Teve também a primeira fuga de um jacaré ensandecido. José Bonifácio de Oliveira Sobrinho, o Boni, antes de se tornar o principal executivo da Globo, trabalhava na agência de publicidade da Lever, e, em 1957, recebeu a encomenda de criar um programa de impacto para a TV Tupi. Teve a ideia de tentar repetir o que Orson Welles havia feito nos EUA em 1938: sua adaptação de A Guerra dos Mundos para a rádio gerou fuga em massa ao fazer a audiência acreditar que a Terra estava sendo invadida por alienígenas. Em Lever no Espaço, Lima Duarte era capturado por ETs e jogado num fosso de jacarés. Um jacaré que fora dopado e levado ao estúdio acordou e perseguiu o ator, que conseguiu escapar e protagonizou uma cena perfeita no circo eletrônico.
A brincadeira ficaria mais séria nos anos 1960. Na primeira década da TV brasileira, o mercado havia se formado lentamente, com o surgimento de concorrentes da Tupi. Dez anos após a inauguração, o número de residências urbanas com televisor ainda não chegava a 10%, ante as 61% com rádio. A partir de 1964, a TV ganharia impulso com incentivos fiscais e investimento em transmissão proporcionados pela ditadura, interessada em um veículo capaz de unificar o território nacional e, assim, facilitar o seu controle. O crescimento foi exponencial no regime militar: de 1,6 milhão de televisores em 1964, subiu para 4,9 milhões em 1970, 10,2 milhões em 1975 e 19,6 milhões em 1980. O faturamento publicitário acompanhou o salto. Após amargar apenas 1% do mercado no ano da inauguração, a televisão abocanhou, em 1964, 35% do total de anúncios, passando a 56% em 1972 e atingindo quase 60% em 1981.

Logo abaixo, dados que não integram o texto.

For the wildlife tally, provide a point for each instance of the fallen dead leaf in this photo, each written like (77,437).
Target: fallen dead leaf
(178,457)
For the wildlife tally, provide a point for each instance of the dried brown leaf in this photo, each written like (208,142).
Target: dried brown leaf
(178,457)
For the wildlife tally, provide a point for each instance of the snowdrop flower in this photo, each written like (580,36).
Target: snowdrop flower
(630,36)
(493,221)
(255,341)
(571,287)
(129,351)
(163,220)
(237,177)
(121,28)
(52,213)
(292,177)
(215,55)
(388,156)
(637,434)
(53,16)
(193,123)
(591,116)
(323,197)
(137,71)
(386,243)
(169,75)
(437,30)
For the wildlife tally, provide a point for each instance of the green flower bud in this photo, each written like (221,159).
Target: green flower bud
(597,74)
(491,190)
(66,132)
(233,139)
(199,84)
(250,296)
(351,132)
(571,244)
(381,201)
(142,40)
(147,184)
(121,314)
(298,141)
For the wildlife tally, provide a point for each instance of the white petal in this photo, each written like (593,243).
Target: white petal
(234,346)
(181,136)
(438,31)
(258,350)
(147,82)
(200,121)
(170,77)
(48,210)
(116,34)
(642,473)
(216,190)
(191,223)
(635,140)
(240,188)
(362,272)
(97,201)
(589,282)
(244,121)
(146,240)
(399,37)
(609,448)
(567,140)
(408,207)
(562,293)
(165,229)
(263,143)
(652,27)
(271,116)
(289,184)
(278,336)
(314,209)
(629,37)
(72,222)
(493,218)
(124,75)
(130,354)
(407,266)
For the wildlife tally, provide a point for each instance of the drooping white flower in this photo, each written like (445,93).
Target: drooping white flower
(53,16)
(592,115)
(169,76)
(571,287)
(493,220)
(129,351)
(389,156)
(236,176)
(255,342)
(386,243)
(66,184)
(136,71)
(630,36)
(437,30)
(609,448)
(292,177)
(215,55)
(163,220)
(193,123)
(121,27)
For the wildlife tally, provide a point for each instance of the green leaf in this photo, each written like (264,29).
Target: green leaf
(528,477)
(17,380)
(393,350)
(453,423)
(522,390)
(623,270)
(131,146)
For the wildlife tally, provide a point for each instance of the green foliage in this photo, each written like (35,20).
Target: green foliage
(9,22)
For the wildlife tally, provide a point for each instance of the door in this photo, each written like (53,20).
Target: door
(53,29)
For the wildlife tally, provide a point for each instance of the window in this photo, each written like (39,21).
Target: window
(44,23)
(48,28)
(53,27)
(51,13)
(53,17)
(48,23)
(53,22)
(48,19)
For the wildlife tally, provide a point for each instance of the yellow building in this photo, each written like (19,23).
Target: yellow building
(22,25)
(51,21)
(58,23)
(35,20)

Naquele triste ano do golpe militar, a telenovela se consolidou como o principal produto cultural do país, colocando-se no centro de um triângulo amoroso de alta voltagem formado pelas emissoras de TV, pela ditadura e por sua oposição política. Todos queriam histórias que retratassem o Brasil, mas as visões sobre o país eram obviamente conflitantes, e esse jogo de interesses foi balizado pela censura.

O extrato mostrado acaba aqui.